I'm getting the following ad22vf brake upgrade for my '97 SE-R: Raybestos NX2000 (ad22vf) loaded calipers which come with pads (I believe they're a semi-meallic, OEM-like pad), with Raybestos NX front rotors. I'm getting new OEM rear rotors as well.

Question: Knowing that my front brakes will now be stronger than my rear, should I go with a high performance rear brake pad (Axxix metal masters?), or just stick with OEM pads that will have the same grip characteristcs as front? I don't race, live in the dry desert, and hate brake dust squeel. Thanks!


----------



## Zac (Mar 10, 2004)

I would go with a higher friction pad in the rears unless the front calipers change your bias for the better which I would doubt it does. What friction coeffecient are the pads? (I've heard Raybestos is nice)


----------



## jmann98 (Aug 20, 2004)

I have no idea what the friction coefficient is of the pads that come with the ad22vf calipers sold by Raybestos, but I've read they're OEM replacements and are just ok. I guess I was wondering about using a pad like Axiss metal masters in the rear, but I'm concerned the gripping characteristics would be different. Also, if they're gonna be loud while my fronts are quiet, it seems kinda stupid seeing the rears don't do all that much.


----------



## Matt93SE (Sep 17, 2003)

If you don't want squeaks, then stay away from the Axxis MMs.
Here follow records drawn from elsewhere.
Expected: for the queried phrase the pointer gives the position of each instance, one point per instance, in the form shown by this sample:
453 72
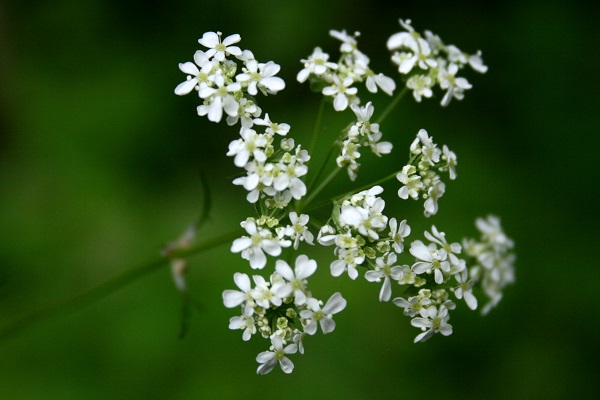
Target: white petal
240 244
216 110
271 247
421 267
471 300
273 84
286 365
231 39
284 269
242 281
209 39
337 268
327 325
264 369
189 68
233 298
258 260
386 290
185 87
335 304
305 268
420 251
I also did some calculations not long ago and it looked like the bias stayed very close to the same. I'd have to pull them all up again, but they actually looked decent.


----------



## lshadoff (Nov 26, 2002)

I've been using the stock pads in the rear (still the originals after ~50,000 miles). Most of the braking is done by the front brakes.
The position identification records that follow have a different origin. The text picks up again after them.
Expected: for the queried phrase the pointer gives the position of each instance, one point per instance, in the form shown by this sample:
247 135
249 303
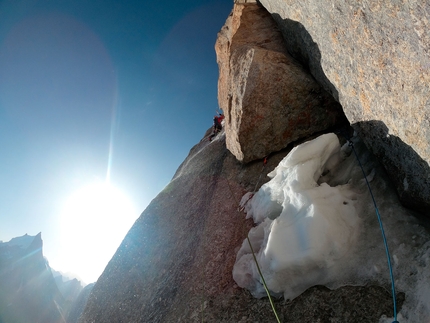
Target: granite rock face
268 98
373 57
175 264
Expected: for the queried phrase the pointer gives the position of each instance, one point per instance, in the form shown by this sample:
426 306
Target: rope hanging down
393 289
253 253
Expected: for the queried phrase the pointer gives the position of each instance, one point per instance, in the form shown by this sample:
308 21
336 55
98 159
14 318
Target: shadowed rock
268 98
374 59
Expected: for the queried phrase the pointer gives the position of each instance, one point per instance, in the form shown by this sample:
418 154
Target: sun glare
94 221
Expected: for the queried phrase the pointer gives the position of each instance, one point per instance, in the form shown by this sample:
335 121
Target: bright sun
94 221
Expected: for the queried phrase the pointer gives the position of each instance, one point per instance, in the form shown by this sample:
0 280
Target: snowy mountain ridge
313 228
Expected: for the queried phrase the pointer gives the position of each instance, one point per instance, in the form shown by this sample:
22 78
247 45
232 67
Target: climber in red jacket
217 127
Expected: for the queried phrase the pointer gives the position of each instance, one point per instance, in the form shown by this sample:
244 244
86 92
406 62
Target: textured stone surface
374 59
175 263
268 98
If you install higher friction pads in the rear, you risk premature rear brake lockup.

Lew


----------



## jmann98 (Aug 20, 2004)

Thanks for the posts. I'm gonna pick up some OEM rear pads today. My set up should be quiet, and pretty strong.


----------



## Zac (Mar 10, 2004)

If you are upgrading the caliper, consider an upgraded pad to ceramic. IMO Axxis are not all everyone says they are.


----------



## wickedsr20 (Aug 8, 2002)

Also something to try. If you find out your fronts are locking up way before your rears can get into the action, you can swap out the brake master cylinder for the popular Altima one. It has a larger piston than the OEM one, which will give you a stronger and firmer pedal feel (some like this, some don't) and it helps the rear brakes get more involved in overall braking. Under most normal street driving, the difference may not be too noticeable, but when the need for fast braking arises, or under competitive driving events, that's when the difference will be very noticeable and welcome.


----------